Poland has the highest rate of cervical cancer in the northern European countries. In Finland, by contrast, rates are much lower, mainly due to the introduction of a nationwide screening programme almost 50 years ago. Kuczkowska and colleagues from Warsaw (page 212) compared Polish and Finnish students to investigate possible differences in knowledge about cervical cancer which could affect the success of the new screening programmes in Poland. A 20-item questionnaire was answered by 252 Finns and 175 Poles. In both countries the best scores were achieved, not surprisingly, by medical students. In some areas Finns performed better than Poles but the overall knowledge levels in both countries were not high. The authors conclude that a high knowledge level is not essential for a successful screening programme, and that what is needed is that women trust clinicians enough to follow their recommendations.

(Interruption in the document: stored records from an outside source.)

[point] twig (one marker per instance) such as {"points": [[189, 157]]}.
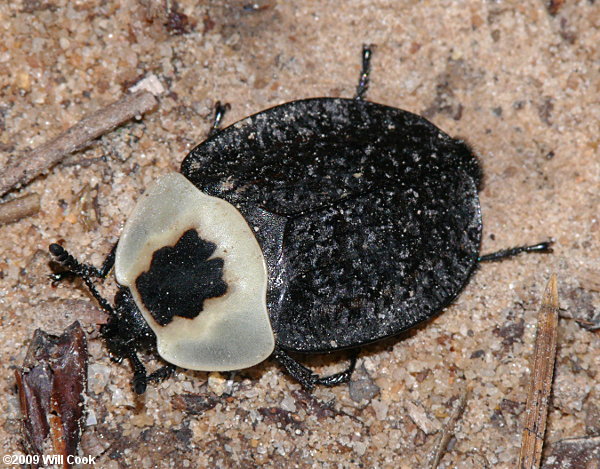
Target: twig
{"points": [[540, 384], [448, 430], [26, 168], [19, 208]]}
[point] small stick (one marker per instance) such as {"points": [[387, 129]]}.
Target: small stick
{"points": [[19, 208], [27, 167], [448, 430], [540, 384]]}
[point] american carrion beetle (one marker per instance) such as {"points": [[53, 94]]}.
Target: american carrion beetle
{"points": [[316, 225]]}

Laparoscopic sacrocolpopexy (LSC) is a new technique for the treatment of pelvic organ prolapse – certainly by comparison with the pessaries discussed at the start of this issue. On page 217 Sergent and colleagues from France report a series of 119 patients treated with LSC, between October 2003 and March 2009, using an anterior and a posterior polyester mesh. They comment that their study, with all patients followed up for at least one year, is one of the longest series published to date. At a mean follow-up of 34 months, 116 patients were accessible for evaluation. For the apical, anterior and posterior compartments the anatomical success rates were 97%, 89% and 98% respectively, and all functional scores of quality of life and sexual function were improved. The authors comment that the exposure rates with polyester meshes were no higher than with other series using polypropylene meshes but that further studies are warranted to determine long-term outcomes.